Makus ağız hijyeni, diş ve diş eti iltihabı ve diş kayıplarının sindirim sistemi kanserleri için de risk faktörü olduğunu kaydeden Doç. Dr. Yaşar, “Bu durum ağız kanserleri riskini erkeklerde 2-3 kat, bayanlarda ise 5-8 kat arttırıyor. Şimdiki çalışmalara nazaran diş kayıpları, yemek borusu ve mide giriş bölgesi kanserlerini 1.3, öteki mide kanseri tiplerini de 1.8 kat artıyor. Bu artışa sebep olarak da floranın bozulması gösteriliyor. Halk ortasında dişeti iltihabı olarak bilinen ‘peridontitis’ ise bağırsak florasında değişikliklere yol açarak kalın bağırsak kanseri oluşma riskini artırıyor” diye konuştu.
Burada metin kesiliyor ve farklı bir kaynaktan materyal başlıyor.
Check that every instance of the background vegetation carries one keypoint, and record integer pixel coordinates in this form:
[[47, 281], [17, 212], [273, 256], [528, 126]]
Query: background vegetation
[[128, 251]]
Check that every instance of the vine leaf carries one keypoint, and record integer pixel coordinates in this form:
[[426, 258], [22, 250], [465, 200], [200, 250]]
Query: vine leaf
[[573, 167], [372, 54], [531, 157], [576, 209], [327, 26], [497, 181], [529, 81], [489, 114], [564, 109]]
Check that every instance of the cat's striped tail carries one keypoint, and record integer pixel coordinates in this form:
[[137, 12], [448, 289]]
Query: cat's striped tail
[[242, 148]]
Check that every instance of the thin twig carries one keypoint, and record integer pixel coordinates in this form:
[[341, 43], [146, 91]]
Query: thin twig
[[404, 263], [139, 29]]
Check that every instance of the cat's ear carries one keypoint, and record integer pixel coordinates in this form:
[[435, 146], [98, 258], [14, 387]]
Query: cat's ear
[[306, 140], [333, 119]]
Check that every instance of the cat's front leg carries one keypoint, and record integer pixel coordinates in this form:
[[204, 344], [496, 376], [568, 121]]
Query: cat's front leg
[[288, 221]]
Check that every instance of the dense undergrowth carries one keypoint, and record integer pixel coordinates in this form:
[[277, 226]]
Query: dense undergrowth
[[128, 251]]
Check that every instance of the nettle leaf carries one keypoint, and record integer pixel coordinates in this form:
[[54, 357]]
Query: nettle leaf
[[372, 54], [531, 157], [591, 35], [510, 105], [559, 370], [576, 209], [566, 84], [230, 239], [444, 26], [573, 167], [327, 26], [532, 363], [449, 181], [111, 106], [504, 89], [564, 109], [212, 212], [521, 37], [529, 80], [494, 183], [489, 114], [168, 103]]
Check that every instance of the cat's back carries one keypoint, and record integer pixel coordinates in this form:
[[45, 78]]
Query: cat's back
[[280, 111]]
“RUTİN MUAYENE HAYAT KURTARIR”
Sindirimin ağızda başladığını söz eden Doç. Dr. Yaşar, “Sağlıklı diş ve diş etine, kâfi ağız hijyenine sahip şahısların daha az sindirim sistemi sorunu ile müsabakası mümkündür. Yeterli ve tertipli ağız bakımı, periyodik diş tabibi muayenesi, diş ve diş eti tedavileri, probiyotik ve prebiyotik dayanaklar sindirim sistemine bağlı sistemik hastalıkları azalttığı üzere bu hastalıklara bağlı morbidite oranlarının azalmasına katkı sağlayabilir” dedi.